We set up the tents beneath the slab of rock and I pulled on thermals, jumpers and tights and my red possum fur beanie and gloves from New Zealand. The boys got a roaring fire happening, then we messed around making dinner, and P1 produced a packet of marshmallows and became very popular indeed.
I slept unbelievably well. It wasn’t as cold as I’d expected and I peeled off layer after layer during the night. When I stuck my head out the tent the next morning I was positively cheery, which, as Family will testify, is almost unheard of.
‘Good morning,’ I said sunnily to P1.
‘Good morning,’ he replied, his face creased with sleep.
As I hadn’t been able to bring a hairdryer, nor found a sucker to carry one for me (as per Princess Vespa) with attendant generator, I hastily wrapped a silk scarf around my head and made myself presentable, then investigated breakfast.

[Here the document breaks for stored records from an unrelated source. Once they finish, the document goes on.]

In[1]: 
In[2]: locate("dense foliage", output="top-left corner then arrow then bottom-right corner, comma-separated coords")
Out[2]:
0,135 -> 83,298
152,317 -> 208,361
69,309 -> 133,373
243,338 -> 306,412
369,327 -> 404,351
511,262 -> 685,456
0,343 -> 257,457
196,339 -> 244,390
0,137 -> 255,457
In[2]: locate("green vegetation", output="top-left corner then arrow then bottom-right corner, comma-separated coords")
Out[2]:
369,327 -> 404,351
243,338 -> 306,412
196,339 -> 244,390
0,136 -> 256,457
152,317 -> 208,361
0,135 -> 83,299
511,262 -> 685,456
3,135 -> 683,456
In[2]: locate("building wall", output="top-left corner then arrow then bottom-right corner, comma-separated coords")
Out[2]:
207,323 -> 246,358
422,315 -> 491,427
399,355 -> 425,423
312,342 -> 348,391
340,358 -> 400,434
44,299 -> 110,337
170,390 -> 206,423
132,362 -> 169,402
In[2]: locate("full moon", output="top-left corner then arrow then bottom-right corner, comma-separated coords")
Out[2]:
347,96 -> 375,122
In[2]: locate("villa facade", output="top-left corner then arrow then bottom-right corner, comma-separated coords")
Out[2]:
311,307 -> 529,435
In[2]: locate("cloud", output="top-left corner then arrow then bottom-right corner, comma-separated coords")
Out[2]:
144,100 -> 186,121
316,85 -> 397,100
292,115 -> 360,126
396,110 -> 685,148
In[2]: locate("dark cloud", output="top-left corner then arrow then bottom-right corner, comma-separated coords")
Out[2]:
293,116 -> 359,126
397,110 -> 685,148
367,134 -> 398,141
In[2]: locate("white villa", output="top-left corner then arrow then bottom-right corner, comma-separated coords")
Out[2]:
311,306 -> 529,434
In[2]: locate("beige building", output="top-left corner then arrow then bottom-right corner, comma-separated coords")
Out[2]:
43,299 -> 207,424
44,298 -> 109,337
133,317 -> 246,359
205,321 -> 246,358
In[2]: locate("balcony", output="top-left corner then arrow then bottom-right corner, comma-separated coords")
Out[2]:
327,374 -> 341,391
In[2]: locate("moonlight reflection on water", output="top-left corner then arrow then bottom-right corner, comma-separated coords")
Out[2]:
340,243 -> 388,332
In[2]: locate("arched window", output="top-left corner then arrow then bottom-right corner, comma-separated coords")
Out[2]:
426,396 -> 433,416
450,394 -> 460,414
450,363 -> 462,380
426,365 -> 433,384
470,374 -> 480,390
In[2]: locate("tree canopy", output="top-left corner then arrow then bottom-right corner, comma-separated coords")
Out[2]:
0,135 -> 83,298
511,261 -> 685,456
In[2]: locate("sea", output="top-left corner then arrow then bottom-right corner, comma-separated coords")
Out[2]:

We climbed further up Mt Norman and found an exercise book and some pens shoved into a tube under a rock. I scribbled something for posterity. We took photos. I admired the wattle. Then we picked up our packs and set off again. Going down again was almost as hard as going up, according to my knees. However, I gradually entered a state of pleasant dissociation due to lack of food (we skipped lunch), mild dehydration and exhaustion, and by the time we mounted the Sphinx and Turtle Rock I was not really present at all. So I was very glad to get to the bottom, and as soon as we bundled into P1’s car to go home I curled up and went to sleep.
At work the next day my calves and knees were aching, and I suffered the ignominy of having to wear flat shoes for once. A colleague was so amused she wanted to take a photo. At lunch, the girls asked how everyone’s weekend had gone, and my boss piped up, ‘Jessica can hardly walk.’
‘Oooh,’ they whistled, ‘did you have a dirty weekend?’
‘No,’ I protested. ‘I went camping. In a cave.’
‘So you did have a dirty weekend—’
‘Can this cave be booked?’
‘It was all perfectly respectable!’ I insisted, but all the same I began blushing violently and hid my face in my hair.
Who would have thought that camping could be so exciting?